Raymond Rife a découvert que les micro-organismes étaient particulièrement sensibles à leurs propres “bio-fréquences” et qu’ils pouvaient être éradiqués en les bombardant avec leur fréquence spécifique, ce qui par la résonance finit par les détruire, à l’image d’une voix cristalline qui fait exploser un verre de cristal.
Et comme la fréquence émise est la même que celle du micro-organisme, seul l’agent pathogène est affecté, laissant les tissus environnants indemnes : une révolution !
Son génie et sa notoriété sont grandissants, Dr Raymond Rife est reconnu par ses pairs, et honoré en 1931 à un banquet organisé en son honneur par le directeur de la Southern California American Medical Association, Mr Milbank Johnson. Lors de ce banquet, nommé “la fin des maladies”, 44 médecins respectés des États-Unis sont présents.
Descente aux enfers
Sa machine se modernise avec l’aide de son ingénieur John Crane, et en 1960, ils font distribuer 90 appareils pour des études à plus grande échelle. Dr Raymond Rife utilise par ailleurs sa machine et ses fréquences sur 16 patients cancéreux en phase terminale qu’il guérit, mais son chef de projets décède d’empoisonnement (prouvé plus tard par exhumation) et ses papiers disparaissent juste avant la conférence de presse où il s’apprêtait à diffuser les résultats.
Morris Fishbein, le président de l’association médicale américaine tentera de lui racheter son invention, mais devant un refus, il fera saisir sa machine et détruire une grande partie de ses documents de recherche.

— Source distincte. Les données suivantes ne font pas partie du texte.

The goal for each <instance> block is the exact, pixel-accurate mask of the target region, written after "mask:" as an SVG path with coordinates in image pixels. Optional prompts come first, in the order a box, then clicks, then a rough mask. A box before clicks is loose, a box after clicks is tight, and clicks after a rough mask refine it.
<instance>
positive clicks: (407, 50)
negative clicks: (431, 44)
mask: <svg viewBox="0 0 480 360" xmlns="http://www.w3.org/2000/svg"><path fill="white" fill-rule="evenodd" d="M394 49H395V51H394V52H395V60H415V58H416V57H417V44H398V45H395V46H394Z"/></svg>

Le Dr Raymond Rife sera condamné pour avoir dit que le cancer pouvait être viral et avoir prétendu guérir avec cette technologie. Il finira par fuir au Mexique, pendant que John Crane sera condamné à 10 ans de prison.
Pourtant, en 1949, le Dr Couche confirmera que le cancer contrairement aux idées reçues est contagieux mais de faible virulence et le Dr Hausen obtiendra en 2008 le prix Nobel pour ses travaux sur le papillomavirus et son lien avec le cancer de l’Utérus .
Malgré la controverse existant encore aujourd’hui sur ces thérapies de biorésonance, la recherche va en ce sens et l‘on sait que les ondes électromagnétiques de basse fréquence affectent certaines cellules cancéreuses et agents pathogènes sans nuire aux cellules saines. Les travaux du Dr Royal Raymond Rife refont surface 80 ans plus tard. Espérons qu’avec le temps il reçoive la reconnaissance qu’il mérite pour ses travaux et découvertes sur les virus.